In the library of the Lyktgubbe, a magical archivist creature, Olle learns the tale of the Mountain King: King Nihls' son Ulrik was ailing, so he set out on a bloody search for the cure. Finding a kind witch, she gave him a magic flower that she warned to only use a piece of. Although the boy was healed by it, he was then killed by the royal servants out of vengeance towards his father's cruel campaign. The devastated King unleashed his fury with the full flower, transforming into a mad giant and releasing the Bramble onto the world. The witch witnessed the King's rampage from afar and used her power to build a mountain over him and his decimated kingdom, binding him to the Bramble forever; the trolls are forced to retrieve prey for him to feed on.

Olle encounters the shapeshifter Skogsrå, who disguised herself as a beautiful woman to lure men from a nearby village to their deaths, drawing power from their hearts. Olle fights and kills her with the light; he continues to the village destroyed by the upheaval caused by Skogsrå, later afflicted with a plague caused by the demon hag Pesta, which turned the villagers into zombies. Olle uses a rowboat to cross the sea to the mountain, but is confronted by Pesta herself; Olle uses the light to overcome her nightmare and banish her.

Entering the mountain through a magic doorway, Olle finds the Mountain King's sanctum, but is too late as he witnesses Lillemor being fed to the giant. Olle uses the light to weaken the Bramble binding the Mountain King. With the Bramble weakened, King Nihls regains his senses and destroys the rooting flower of the Bramble, decimating the cursed plant. Olle climbs onto King Nihls' beard but falls, managing to throw the stone of light into the King's mouth, who collapses dead. Olle is killed by the fall, and Lillemor uses the light to cut her way out of the King's stomach. The light revives Olle, and Lillemor carries him as the castle begins to crumble; they are saved by the arrival of Lemus. The story ends with Lillemor searching for Olle at their home in the night before he appears to reassure her.

== Development ==
The developer, Dimfrost, is based in Sweden. Dimfrost's first idea had to do with Vikings, but they found the idea overplayed and chose instead to focus on Swedish mythology. The story comes from cautionary fables for children, and the monster design was inspired by John Bauer. The developers did not want players to see the game as just a horror game; besides the grim atmosphere, they also wanted to stress the beautiful elements and Olle's growth as a character.
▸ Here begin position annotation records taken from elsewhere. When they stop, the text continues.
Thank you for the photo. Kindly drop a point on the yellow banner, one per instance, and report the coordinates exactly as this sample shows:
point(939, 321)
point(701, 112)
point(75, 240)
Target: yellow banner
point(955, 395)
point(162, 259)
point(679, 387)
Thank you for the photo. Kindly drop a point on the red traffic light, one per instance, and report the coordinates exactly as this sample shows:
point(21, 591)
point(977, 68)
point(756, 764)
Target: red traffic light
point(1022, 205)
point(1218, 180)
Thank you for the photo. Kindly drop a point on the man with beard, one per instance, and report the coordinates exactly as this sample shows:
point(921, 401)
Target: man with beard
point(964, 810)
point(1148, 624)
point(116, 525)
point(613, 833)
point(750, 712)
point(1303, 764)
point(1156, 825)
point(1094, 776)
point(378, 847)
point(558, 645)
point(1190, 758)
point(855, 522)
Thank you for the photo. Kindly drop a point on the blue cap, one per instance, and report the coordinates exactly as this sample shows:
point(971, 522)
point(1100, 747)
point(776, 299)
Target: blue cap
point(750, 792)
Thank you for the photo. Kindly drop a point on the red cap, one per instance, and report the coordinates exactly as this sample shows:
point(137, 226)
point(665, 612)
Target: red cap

Merge Games released it for Windows, Xbox Series X/S, PlayStation 4 & 5, and Nintendo Switch on April 27, 2023.

== Reception ==
Bramble: The Mountain King received positive reviews on Metacritic. Although PC Gamer highly praised the game's atmosphere and said it had the potential to be an "instant classic", they criticized what they felt was "archaic puzzle design" for ruining the experience. Shacknews called it "as gorgeous as it is horrifying" and recommended it to fans of horror games. Nintendo Life recommended against the Switch version due to performance problems during their review, but they reported that an upcoming patch promised to address this. In the meantime, they recommended playing the game on more powerful systems. GamesRadar said it has enough jump scares and gore to satisfy horror fans, but there is also "a lot of wonder to be found".